Selasa, 23 Oktober 2007

SEE AND TREAT IN PROACTIVE-VO MODEL
OF CERVICAL CANCER PREVENTION IN DEVELOPING COUNTRY
(Indonesian Perspective)

Laila Nuranna,1 M Farid Aziz1, Santoso Cornain,2 Setyawati Budiningsih,3
Gatot Purwoto,1 Yunita Indarti,1 Budiningsih Siregar2
1Department of Obstetrics and Gynecology,
2 Department of Pathologic Anatomy,
3 Department of Community Medicine
Faculty of Medicine, University of Indonesia


Abstract
Objective: to obtain a model for the cervical cancer prevention which appropriate for country with low resource setting.

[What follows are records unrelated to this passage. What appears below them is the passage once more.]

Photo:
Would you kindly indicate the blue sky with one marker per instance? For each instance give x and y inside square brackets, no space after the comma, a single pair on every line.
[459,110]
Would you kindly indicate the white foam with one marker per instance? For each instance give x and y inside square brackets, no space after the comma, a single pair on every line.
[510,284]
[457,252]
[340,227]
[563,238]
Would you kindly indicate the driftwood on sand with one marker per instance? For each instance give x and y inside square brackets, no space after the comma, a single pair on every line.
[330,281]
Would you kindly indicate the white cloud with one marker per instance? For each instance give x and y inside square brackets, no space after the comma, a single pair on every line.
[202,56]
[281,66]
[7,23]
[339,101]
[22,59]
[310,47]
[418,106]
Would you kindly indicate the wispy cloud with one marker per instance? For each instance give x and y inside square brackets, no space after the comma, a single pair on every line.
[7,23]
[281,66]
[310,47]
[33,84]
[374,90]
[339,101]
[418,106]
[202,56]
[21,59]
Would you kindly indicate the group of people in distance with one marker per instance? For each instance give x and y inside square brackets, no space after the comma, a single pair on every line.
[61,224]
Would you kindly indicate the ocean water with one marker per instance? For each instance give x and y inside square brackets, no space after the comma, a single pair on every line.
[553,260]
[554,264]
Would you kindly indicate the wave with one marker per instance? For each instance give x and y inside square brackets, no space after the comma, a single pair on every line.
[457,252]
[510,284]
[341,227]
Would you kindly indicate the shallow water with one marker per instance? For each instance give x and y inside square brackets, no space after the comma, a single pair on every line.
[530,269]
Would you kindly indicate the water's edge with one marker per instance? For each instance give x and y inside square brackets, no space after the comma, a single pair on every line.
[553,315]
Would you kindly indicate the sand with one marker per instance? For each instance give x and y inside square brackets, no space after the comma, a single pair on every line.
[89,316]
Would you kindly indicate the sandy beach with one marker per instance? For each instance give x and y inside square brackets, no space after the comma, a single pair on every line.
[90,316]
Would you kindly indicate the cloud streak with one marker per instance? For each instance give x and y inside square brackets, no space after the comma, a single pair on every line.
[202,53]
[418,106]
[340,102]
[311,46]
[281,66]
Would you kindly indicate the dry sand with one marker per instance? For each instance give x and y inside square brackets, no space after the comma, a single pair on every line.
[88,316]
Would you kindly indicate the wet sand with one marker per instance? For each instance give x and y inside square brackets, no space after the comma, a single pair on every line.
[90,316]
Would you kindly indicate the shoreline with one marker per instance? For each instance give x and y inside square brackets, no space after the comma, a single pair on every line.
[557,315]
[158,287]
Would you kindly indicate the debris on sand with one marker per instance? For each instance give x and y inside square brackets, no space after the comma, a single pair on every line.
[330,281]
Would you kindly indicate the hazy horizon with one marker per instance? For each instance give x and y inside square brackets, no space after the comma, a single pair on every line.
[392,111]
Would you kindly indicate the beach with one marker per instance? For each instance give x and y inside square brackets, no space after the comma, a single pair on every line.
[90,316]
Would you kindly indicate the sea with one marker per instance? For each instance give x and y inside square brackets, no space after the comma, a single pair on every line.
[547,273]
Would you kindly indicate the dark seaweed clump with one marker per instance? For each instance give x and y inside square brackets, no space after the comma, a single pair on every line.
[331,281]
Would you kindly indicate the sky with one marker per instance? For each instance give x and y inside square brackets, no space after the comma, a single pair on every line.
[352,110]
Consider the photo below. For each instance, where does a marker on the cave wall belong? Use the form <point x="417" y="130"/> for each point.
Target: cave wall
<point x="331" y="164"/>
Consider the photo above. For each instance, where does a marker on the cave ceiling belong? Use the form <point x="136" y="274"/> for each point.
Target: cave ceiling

Methods: Research design is an interventional study in community setting for cervical cancer control. This study was conducted in Pademangan Sub-district, North Jakarta, in the study was conducted from 2003 to 2004. And the other study was done in Jakarta, Tasikmalaya, and Bali with 22.035 respondents from 2004 to 2006

Results:
Cervical cancer is a leading cancer in Indonesian women. Indonesia as developing country has major problem of cervical cancer because most of the cases (< 65%) were diagnosed at the advanced stage.
Screening programme based on Pap test was difficult to be applied in low resource setting, the alternative methods is Visual Inspection with Acetic Acid (VIA).We should anticipate high number cases of loss of follow up for further treatment, and the alternative is cryotherapy in one single visit or we call SEE and TREAT.
We need supporting of political will, women empowerment, community education, appropriate screening method. We combined the See and Treat and how to implement at the community in comprehensive approach, we call it PROACTIVE-VO model, which constituted a series of proactive and coordinated activity, and was consists of five pillars of area preparation, training for provider, promotion and education, see and treat by VIA and cryotherapy, and referral for invasive cases.
In Indonesia, one study in Pademangan, North Jakarta, on 6.293 respondents. It was study in community setting with model named Proactive-VO (Proactive, Coordinative with VIA, and Cryotherapy). Community counseling was performed by PKK (Pendidikan Kesejahteraan Keluarga = Family Welfare Empowerment) health cadres. And the other study was done in Jakarta, Tasikmalaya, and Bali with 22.035 respondents.
From the first study the accuracy of VIA compared with Pap test, in the case of CIN, VIA sensitivity was 92.82% with specificity of 98.97%. Kappa of 0.52. Effectivity of cryotherapy, which evaluated after 6 months, on LSIL was cured 88, 1% and on HSIL was 74.2%. Follow up at the first phase was 48.3% and at the second phase after 6 months was 65.2%
Conclusions: VIA is a good alternative screening method, and cryotherapy is a promising way to treat pracancer lesions in this low resource setting. This model is recommended for cervical cancer prevention with wider coverage to identify precancerous lesions of the cervix. The method should apply in comprehensive approach, we call it PROACTIVE-VO Model.

Key words: Cervical cancer, cancer screening, VIA, pap test, cryotherapy, see and treat, screening coverage, cervical cancer prevention model.